Case study: DFS

High street furniture retailer DFS moved to contract purchase two years ago as a consequence of switching its car fleet from an in-house management operation to an outsource arrangement with Hitachi Capital Vehicle Solutions.

Privately-owned DFS, which has a 420-strong car fleet, reports its profitability in EBITDA (earnings before interest, income taxes, depreciation and amortisation) and therefore purchasing vehicles is the most financially astute accounting mechanism for the business.

Opting for contract hire would impact on the company’s profitability with costs hitting the bottom line.

Andrew Stephenson, the company’s HR director, says: “Having decided to outsource our fleet and become more efficient by basing choice on wholelife costs and introducing maintenance management, it was then a case of deciding how to fund the vehicles.

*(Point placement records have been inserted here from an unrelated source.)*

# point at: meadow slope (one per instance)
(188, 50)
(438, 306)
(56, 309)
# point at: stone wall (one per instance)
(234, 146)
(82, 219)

“We had always bought our cars so it made sense to continue to use a form of purchase for accounting consistency in terms of the company balance sheet and without any impact on profitability.”

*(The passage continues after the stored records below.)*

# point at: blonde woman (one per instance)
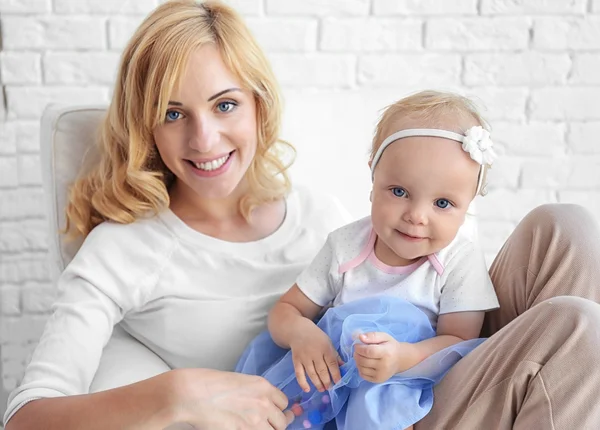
(193, 232)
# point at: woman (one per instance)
(193, 232)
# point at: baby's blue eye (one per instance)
(399, 192)
(225, 106)
(442, 203)
(172, 115)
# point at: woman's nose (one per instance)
(203, 135)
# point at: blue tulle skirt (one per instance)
(353, 402)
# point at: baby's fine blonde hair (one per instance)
(431, 108)
(130, 179)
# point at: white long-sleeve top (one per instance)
(194, 300)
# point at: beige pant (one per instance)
(540, 367)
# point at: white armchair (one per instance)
(67, 145)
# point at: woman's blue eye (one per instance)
(399, 192)
(173, 115)
(442, 203)
(225, 106)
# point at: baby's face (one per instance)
(422, 189)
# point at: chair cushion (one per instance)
(67, 142)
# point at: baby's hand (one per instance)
(381, 356)
(314, 354)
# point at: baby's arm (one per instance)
(291, 326)
(381, 356)
(292, 316)
(451, 329)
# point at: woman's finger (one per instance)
(277, 419)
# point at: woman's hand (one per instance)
(381, 356)
(214, 400)
(314, 355)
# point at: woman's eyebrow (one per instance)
(220, 93)
(211, 98)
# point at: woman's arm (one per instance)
(205, 399)
(146, 404)
(291, 315)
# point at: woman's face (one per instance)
(209, 136)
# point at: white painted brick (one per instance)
(535, 7)
(584, 137)
(537, 138)
(586, 69)
(318, 7)
(16, 269)
(10, 299)
(562, 103)
(30, 171)
(120, 31)
(477, 34)
(424, 7)
(418, 70)
(246, 7)
(588, 199)
(11, 238)
(369, 35)
(25, 6)
(281, 35)
(81, 68)
(314, 70)
(571, 173)
(497, 103)
(38, 298)
(8, 172)
(104, 7)
(29, 102)
(505, 173)
(20, 329)
(566, 33)
(42, 32)
(27, 136)
(512, 205)
(21, 203)
(493, 235)
(8, 138)
(530, 68)
(20, 68)
(35, 232)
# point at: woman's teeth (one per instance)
(212, 165)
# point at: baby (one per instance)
(429, 159)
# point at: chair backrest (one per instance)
(67, 144)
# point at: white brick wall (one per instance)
(534, 64)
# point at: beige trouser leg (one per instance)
(540, 370)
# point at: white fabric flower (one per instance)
(478, 144)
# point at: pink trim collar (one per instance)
(368, 253)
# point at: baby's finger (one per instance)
(314, 377)
(368, 351)
(323, 371)
(334, 368)
(301, 376)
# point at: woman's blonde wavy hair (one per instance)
(130, 179)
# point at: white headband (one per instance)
(476, 142)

The core fleet is a based on a triple-badge Audi, BMW and Vauxhall option for drivers with senior management having an open choice.

Cars are operated on a four-year/100,000-mile cycle with Hitachi disposing of the vehicles at the end of their contracts and targeted on achieving pre-set residual values.

Case study: Travis Perkins

The Travis Perkins Group buys more than 1,500 company cars via its own internal leasing company and leases them to the business net of any profit.

Fleet director Graham Bellman calculates that the group derives a 10% cost saving compared with external leasing, although the company continuously reviews all options.

Available finance coupled with vehicle reallocation and replacement cycle flexibility are key reasons behind the decision with core Ford and Volkswagen models typically run over four years/100,000 miles and executive grade cars over five years/120,000 miles.

Highlighting that there is a role for contract hire within the Travis Perkins Group business, the company continues to contract hire a
subsidiary’s fleet of approximately 800 cars via two providers, although replacement cycles have extended from 43 months/60,000 miles to 48 months/80,000 miles since acquisition.

Bellman says: “There is a place for leasing companies, but for the bulk of our fleet we use our own funds.”